Regulation 

FCA launches phoenixing working group

FCA launches phoenixing working group

The Financial Conduct Authority has launched a working group to tackle phoenixing in the financial services industry, in the first collaboration of its kind. 

In a statement released today (May 3) the regulator confirmed it is working with the Financial Services Compensation Scheme, the Financial Ombudsman Service, the Insolvency Service and Scotland’s Accountant in Bankruptcy to collate and share data on individuals and companies as a means to combat phoenixing. 

Phoenixing involves companies and individuals deliberately seeking to evade liabilities by closing down a business, only to resurface in another. 

The FCA said this can have a "devastating impact" on individual consumers and a "knock-on effect" on the wider economy. 

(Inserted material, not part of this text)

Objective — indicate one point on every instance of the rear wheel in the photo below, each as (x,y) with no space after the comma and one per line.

Whilst the issue of phoenixing has been discussed between the regulatory bodies in the past, this is the first time a formal group has been created to tackle the problem. 

The FCA confirmed sharing information, such as FSCS claims and unpaid ombudsman awards, has proved "highly effective" in detecting cases of phoenixing and helping the regulator refuse applications for authorisation. 

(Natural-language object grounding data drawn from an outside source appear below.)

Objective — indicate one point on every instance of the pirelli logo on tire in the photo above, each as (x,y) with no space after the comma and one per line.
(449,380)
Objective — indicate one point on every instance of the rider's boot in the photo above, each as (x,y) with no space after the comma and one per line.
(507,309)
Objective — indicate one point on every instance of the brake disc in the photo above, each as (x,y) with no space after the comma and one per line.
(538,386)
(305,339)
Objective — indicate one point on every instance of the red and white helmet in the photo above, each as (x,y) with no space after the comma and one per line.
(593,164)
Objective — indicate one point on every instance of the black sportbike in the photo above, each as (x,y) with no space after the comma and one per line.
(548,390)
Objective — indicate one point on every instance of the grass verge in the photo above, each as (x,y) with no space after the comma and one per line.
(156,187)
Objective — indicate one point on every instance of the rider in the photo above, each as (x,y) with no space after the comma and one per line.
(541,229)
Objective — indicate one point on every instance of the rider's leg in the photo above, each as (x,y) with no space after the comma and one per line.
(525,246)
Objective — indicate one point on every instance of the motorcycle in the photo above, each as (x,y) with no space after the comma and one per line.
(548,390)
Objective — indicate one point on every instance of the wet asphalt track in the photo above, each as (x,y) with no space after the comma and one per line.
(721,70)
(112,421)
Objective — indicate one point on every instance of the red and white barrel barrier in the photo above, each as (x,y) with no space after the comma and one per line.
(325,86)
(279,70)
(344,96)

Sarah Rapson, director of authorisations at the FCA, said: "We have a shared responsibility to protect consumers and by working closely together we can prevent firms and individuals from deliberately avoiding their liabilities."

Last year the FCA confirmed it was training case officers to spot instances of phoenixing, but clarified previous misconduct should not necessarily be an automatic bar to working in the financial services sector again.

The FSCS has also said it would focus on tackling phoenixing as part of its business strategy for the coming years.

Alex Kuczynski, chief corporate affairs officer at the FSCS, said: "This is a great opportunity for the FSCS to share its knowledge and insights.

"This working group will support better outcomes for both consumers and levy payers who have to step in to fund FSCS’s compensation, and fully aligns with the 'prevent' pillar of our strategy for the 2020s."

Debbie Enever, head of external relations for the Financial Ombudsman Service said: "It is very frustrating for consumers to find that a business has phoenixed to avoid its responsibilities.

"We’re pleased to be working with our partners to help to ensure that businesses are held accountable for their actions."